Back in my room I mixed a peach cooler with a strawberry for a wine-punch effect, did some more chain-smoking, and stared at the little trout, which I’d brought upstairs on a plate. It was pretty late when I called Sheila.

“What is it?”

“Nothing special. I was just feeling sort of Sunday about things. Thought I’d see how you were. You sound better on the regular phone.”

“Will this take long?”

“It needn’t take anything. You have company? Coach there?”

“Of course not.”

“He was last night.”

She waited. I didn’t say anything, but, unfortunately, burped. Belched, actually.

“If you must know, he was here earlier to take Mark to the movies, and now Mark is in bed, and ‘Coach,’ as you call him, is gone.”

“Movies on a school night?”

“Robert.”

“A Disney, I hope.”

“Damn it, Robert.”

“Some of the old Disneys are in rerelease.”

She exhaled with a hiss.

“Listen, I just wanted to report that I’ve got the windows switched around and everybody’s doing fine up here.”

She waited again. My stomach was feeling chemical. “Did I catch you at a bad time?” I asked.

“Robert, I’ve got a hellish day tomorrow, and I really don’t need this update. Legally, I do not have to listen to this. You are very close to a violation. It would be easy for me to get an injunction. You know that.”

She was on the verge of invective, and, despite my intentions to reform, I was getting excited. “OK now, Sheil.
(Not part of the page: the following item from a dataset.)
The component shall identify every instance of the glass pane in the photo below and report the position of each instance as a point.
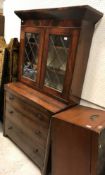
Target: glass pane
(31, 55)
(56, 62)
All right. Just one last thing. And forgive me if I’m misreading you here, but sometimes when you’re feeling a bit testy, like you obviously are tonight, well, oddly enough, a little phone sex is just the ticket.”

She blew like a whale, releasing a chain of insults that had me in ecstasy — until she lit into me about Sherlock Holmes. She said I was making the boy weird. She shouldn’t have said that. I was forced to defend the work of Sir Arthur Conan Doyle at some length, contrasting it to whatever degenerate movie fare Members Only had taken Mark to see. I went on about that and other things — covered a lot of ground, really. It did, however, seem like the wrong time to fill her in on our impending reconciliation.

She hung up before I got it all out, but I got out quite a bit, even screaming at a dead phone line. Boy, it felt good to let go like that. I actually felt fine and sat in the darkness feeling fine for many minutes until my breathing was steady. The October moonlight favored the clean windows, and I got close enough to look out across the fields and feel the cold radiate off the glass. You have to wonder how much good those old storm windows do. When my breathing became irregular again, I tried counting backward from a hundred in Roman numerals, but it was the wrong therapy for the evening, so I put my head down on the windowsill and began envisioning people and things in their places. It’s something I do sometimes. I imagined the place where the screens were stacked, and then my old bicycle beside them, with the fat tires and mudflaps.

It calmed me, visualizing the world piece by piece like that. Everything was going to be fine — was already fine, in fact. I pictured my son safe and happy, miles to the south, clutching a blue ribbon in his sleep, and my parents lying side by side below me, also sleeping. After that I finished packing, being sure to put all the empty wine-cooler bottles in my bag. But even this little bit of exertion had me sweating. No kidding. So I just lay back on the bed with the frozen fish, pressing it to my forehead.